Sandbag Overhead Press
Muscle Groups: Shoulders
Sandbag Overhead Press focuses on Shoulders, with Triceps, Chest, Traps working as supporting muscles.
How to Perform
Follow these step-by-step instructions to perform Sandbag Overhead Press with proper form and technique.
- 1
Stand with your feet shoulder-width apart, holding the sandbag at chest height with both hands.
- 2
Engage your core, press the sandbag overhead until your arms are fully extended, keeping your elbows slightly in front of your body.
- 3
Slowly lower the sandbag back to your chest, maintaining control throughout the movement.
Tips for Success
These tips will help you perform Sandbag Overhead Press safely and effectively while maintaining proper form.
-
Keep your back straight and avoid leaning backward to prevent strain.
-
Use your legs to assist the press by slightly bending your knees as you lift.
-
Maintain a firm grip on the sandbag to prevent it from slipping during the exercise.
Secondary Muscles
While Sandbag Overhead Press primarily targets Shoulders , this exercise also activates several secondary muscle groups during the movement.
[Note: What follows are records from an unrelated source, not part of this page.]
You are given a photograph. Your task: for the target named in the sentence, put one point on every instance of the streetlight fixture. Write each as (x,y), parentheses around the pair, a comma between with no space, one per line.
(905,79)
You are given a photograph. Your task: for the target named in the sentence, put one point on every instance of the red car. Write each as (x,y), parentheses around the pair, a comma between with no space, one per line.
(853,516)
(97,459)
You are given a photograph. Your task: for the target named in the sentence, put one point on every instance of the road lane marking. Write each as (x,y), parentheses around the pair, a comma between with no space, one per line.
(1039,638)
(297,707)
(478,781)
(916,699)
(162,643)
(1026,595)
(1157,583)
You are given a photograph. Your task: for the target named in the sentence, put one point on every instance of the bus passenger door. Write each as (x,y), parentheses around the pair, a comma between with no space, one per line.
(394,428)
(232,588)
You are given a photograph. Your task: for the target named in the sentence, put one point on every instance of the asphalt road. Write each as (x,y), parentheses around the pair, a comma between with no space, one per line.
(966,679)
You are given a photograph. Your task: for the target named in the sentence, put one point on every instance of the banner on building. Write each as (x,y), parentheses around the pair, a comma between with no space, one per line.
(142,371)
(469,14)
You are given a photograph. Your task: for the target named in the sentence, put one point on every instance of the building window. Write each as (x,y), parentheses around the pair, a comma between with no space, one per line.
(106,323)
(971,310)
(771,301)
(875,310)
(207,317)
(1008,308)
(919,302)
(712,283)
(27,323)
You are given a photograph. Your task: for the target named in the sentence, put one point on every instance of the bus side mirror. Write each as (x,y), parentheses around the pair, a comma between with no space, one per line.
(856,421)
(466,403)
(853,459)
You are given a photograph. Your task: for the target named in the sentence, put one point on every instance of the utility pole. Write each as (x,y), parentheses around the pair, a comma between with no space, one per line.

These supporting muscles include Triceps, Chest, Traps . Engaging these secondary muscles helps stabilize your body throughout the exercise, improves overall coordination, and contributes to balanced muscle development.
Related Exercises
If you enjoyed Sandbag Overhead Press, you might also want to try these related exercises that target similar muscle groups.
These exercises work the same primary muscles as Sandbag Overhead Press, making them excellent alternatives for variety in your training program or complementary movements to include in the same workout session. Mixing different exercises that target similar muscle groups helps prevent plateaus, reduces overuse injuries, and keeps your workouts engaging and effective.